I gather all the coin I do not use for food. There is eventually enough for a stall, and then, a shop. I make larger dolls, mannequins, statues; people come from all over the world to see my work. They bring me stones, and silver, and clay, and wax for me to work with, making creatures of beauty they have never seen before, hoping that some of the beauty in my work attenuates the ugliness of my skin.
And it does, to an extent. Though the parents are still wary, the children’s smiles are turned toward me, toward my twisted, broken hands, still capable of weaving the wonders which live in my heart, in my mind, in my eyes. Their voices and exclamations fill my heart, and even though I am alone when I lock the doors and turn out the lights at night, I am content.
I learn to make limbs to replace the broken and missing parts of myself. They are no longer dead, broken things; I make them dazzling, colourful and brilliant, and they help me feel at ease with the rest of my body. I walk a little taller; I learn to smile.
I am made of light and the first true pieces of myself.
The first time I meet another like me, he is just a child. He is not made of dead things but he is made of violence, and pain, and I can see it burning behind his eyes. It is his heart that needs mending, and I invite him in, setting to the task diligently. I’ve never attempted to fix a heart before; it is a delicate thing, a heart. A spark of joy here, a silken patch of love there, all tied together with a thin, golden thread of hope. It is the best I can do, and it is so, so very fragile, as all hearts are.
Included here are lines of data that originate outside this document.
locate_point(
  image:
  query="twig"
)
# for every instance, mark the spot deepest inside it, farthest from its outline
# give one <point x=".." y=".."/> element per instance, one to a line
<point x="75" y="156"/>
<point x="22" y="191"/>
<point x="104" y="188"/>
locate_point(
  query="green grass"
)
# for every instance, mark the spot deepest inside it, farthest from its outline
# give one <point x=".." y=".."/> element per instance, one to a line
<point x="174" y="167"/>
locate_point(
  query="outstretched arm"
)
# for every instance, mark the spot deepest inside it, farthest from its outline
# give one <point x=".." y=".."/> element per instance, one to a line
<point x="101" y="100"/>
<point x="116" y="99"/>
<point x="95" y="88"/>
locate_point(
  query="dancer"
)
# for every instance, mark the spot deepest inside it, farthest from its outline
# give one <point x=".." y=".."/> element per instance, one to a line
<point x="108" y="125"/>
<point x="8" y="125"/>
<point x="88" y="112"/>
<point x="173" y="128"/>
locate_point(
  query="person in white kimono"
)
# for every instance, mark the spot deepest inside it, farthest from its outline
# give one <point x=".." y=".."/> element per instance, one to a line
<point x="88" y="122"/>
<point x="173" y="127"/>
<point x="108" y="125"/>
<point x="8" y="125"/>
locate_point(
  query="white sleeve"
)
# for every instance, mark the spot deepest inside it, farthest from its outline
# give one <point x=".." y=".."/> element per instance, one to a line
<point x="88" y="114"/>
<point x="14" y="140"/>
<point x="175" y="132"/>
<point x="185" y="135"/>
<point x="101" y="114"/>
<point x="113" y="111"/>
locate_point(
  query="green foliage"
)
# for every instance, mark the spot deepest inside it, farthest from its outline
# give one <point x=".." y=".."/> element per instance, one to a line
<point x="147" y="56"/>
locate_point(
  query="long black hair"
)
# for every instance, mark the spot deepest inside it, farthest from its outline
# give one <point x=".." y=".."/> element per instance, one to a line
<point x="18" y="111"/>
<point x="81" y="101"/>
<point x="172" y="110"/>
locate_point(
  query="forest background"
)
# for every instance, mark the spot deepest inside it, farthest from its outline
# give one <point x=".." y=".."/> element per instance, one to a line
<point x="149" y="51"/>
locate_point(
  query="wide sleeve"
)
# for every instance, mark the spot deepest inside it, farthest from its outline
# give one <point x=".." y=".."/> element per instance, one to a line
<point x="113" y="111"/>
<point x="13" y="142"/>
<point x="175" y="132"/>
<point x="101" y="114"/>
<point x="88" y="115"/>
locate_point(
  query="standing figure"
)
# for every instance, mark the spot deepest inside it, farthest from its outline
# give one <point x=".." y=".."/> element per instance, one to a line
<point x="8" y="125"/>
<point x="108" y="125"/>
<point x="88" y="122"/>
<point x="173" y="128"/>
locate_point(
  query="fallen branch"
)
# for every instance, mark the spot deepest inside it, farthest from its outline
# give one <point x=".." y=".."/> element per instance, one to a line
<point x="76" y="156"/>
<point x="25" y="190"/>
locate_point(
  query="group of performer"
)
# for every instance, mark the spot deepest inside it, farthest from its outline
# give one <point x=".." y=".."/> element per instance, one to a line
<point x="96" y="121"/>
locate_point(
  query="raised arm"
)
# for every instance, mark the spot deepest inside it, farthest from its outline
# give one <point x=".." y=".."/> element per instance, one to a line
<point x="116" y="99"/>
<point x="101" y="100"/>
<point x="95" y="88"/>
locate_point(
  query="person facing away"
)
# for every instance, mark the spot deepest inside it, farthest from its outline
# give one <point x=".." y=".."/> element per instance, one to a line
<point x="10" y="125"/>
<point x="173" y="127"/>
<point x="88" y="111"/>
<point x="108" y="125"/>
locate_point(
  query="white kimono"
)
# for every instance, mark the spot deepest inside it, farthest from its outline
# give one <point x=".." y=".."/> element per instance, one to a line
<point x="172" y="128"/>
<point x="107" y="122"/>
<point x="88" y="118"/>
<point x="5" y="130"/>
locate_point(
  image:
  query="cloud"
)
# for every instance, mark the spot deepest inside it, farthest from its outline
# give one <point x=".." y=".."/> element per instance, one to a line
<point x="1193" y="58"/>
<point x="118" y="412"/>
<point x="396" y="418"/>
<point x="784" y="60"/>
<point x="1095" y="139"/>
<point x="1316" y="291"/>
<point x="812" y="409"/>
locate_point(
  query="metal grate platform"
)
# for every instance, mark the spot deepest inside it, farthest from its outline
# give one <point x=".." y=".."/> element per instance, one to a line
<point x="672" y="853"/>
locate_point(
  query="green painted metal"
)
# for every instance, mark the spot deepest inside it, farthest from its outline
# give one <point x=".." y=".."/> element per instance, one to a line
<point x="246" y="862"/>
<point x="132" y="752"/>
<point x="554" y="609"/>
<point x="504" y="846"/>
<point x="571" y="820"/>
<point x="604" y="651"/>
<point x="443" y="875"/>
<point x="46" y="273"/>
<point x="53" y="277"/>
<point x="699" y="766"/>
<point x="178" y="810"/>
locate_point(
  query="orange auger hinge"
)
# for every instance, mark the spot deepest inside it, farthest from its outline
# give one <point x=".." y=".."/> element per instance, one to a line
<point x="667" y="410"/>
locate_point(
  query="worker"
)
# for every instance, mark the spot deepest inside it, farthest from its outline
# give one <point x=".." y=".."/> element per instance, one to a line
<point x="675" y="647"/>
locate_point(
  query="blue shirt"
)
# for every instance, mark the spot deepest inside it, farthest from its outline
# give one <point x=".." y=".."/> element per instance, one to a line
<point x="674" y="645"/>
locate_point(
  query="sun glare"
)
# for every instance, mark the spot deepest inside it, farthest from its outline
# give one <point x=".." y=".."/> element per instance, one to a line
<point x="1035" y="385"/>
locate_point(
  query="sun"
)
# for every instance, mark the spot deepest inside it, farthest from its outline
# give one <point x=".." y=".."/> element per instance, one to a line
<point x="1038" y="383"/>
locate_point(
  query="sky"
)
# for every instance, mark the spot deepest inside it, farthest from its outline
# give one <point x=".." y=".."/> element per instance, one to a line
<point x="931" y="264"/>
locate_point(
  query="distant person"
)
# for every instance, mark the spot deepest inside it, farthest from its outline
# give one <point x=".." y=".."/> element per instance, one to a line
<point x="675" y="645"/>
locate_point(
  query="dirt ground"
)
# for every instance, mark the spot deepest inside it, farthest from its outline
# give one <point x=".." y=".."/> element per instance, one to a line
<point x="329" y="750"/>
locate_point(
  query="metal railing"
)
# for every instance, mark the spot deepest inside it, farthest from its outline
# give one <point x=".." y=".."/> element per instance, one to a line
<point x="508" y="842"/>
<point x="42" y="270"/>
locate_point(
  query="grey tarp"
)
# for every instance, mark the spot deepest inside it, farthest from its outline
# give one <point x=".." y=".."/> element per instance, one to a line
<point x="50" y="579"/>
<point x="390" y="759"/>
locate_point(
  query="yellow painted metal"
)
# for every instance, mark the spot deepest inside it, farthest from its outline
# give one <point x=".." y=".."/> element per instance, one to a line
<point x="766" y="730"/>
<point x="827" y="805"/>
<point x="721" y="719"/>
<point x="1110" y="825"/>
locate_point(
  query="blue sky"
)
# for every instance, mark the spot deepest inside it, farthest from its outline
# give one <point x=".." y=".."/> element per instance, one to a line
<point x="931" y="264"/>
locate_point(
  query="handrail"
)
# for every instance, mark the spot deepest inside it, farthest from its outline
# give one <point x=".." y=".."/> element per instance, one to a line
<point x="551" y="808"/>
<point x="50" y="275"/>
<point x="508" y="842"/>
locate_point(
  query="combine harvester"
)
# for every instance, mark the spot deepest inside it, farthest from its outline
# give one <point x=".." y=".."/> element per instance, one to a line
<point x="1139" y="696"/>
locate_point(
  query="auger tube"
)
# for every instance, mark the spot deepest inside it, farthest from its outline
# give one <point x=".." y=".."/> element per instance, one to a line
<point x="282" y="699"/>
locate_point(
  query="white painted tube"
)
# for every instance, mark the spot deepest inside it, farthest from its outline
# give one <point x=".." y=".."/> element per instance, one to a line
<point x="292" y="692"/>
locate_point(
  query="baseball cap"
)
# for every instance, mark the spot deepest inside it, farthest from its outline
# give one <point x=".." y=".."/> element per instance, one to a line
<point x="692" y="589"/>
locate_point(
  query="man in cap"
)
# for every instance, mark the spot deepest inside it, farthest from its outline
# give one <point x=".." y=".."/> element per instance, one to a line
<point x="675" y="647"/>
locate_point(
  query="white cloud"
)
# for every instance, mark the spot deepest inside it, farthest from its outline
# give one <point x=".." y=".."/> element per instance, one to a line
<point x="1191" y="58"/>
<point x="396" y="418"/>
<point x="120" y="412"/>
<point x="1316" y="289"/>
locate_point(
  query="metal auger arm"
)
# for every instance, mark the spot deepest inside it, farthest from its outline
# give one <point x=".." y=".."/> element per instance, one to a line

“I cannot repay you,” he says. “I have nothing.”
“You are worth it. Do you need a place to stay? You can be my assistant.”
“But I cannot create lovely things like you do”
“You are valued because of who you are, not because of what you can do. You do not need to produce anything to be deserving of love.
I am made of compassion and love for others who would know my pain.
Others come afterwards: the beaten, broken, bruised by life; the ones who are cast out, rejected. I mend their bodies and their mind, building new parts from beautiful, discarded things, and most of all, we fill each other’s loneliness.
I am made of the warmth of my own hearth and of the love of those I have chosen as my family
We are each other’s children, and siblings, and parents; all the people who should have loved us, but didn’t. All the people who should have supported us, who should have understood us, but didn’t. We share each other’s pain, our history, our need for love and companionship. And I have gathered them all.
I am father now. I am home. I will love, and be loved, with no conditions.
Nathan;
Your story is fabulous! I really enjoyed it and I love the structure and the sentiments.
Merci beaucoup!
Sue
This story is very inspiring,and it made my day. You are beautiful. Thank you for sharing.